He returned his attention to the TV. Rockefeller was going on too long about Dole: He has that quality of candor, of openness, of forthrightness, so needed in our times… No, he doesn’t. Dole is strong, but he’s a shifty s.o.b. and won’t play well on the tube this fall. What is picking him going to accomplish? They don’t think they can carry goddamned Kansas without him?

Jerry, and the party, could have done a hell of a lot better, and that’s why he’d been on the phone pushing Connally late last night, once Ford had eked out this pathetic victory. He’d made two separate calls to the president’s hotel, but Cheney, the boy chief of staff, made sure he never got through. Well, this ticket was finished. Reagan might be going home the loser, but Ford didn’t realize that the poison of the primary season would kill him in November.

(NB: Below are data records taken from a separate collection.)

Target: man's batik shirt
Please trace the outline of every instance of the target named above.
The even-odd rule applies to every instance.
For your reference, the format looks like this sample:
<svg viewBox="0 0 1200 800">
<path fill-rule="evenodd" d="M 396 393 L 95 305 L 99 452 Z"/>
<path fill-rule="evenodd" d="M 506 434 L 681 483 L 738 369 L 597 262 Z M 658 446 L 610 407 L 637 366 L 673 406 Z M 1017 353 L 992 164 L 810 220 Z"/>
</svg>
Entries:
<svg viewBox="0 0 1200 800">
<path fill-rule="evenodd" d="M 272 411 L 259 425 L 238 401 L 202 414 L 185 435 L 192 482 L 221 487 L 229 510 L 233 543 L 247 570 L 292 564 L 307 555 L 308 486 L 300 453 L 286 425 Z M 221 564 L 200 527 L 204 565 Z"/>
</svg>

Several months ago, Nixon hadn’t given Reagan a chance. There’d been talk in February that his own return trip to China should be postponed — lest Ford be hurt in New Hampshire by the sudden reappearance of his evil benefactor all over the front pages. (He should still have that much influence!) Ford had managed a win up there, though not by much. The real surprise had been seeing Reagan stick it out after that, through loss after loss, until he finally started winning in the South and West, forcing Ford into the death struggle that had ended only last night.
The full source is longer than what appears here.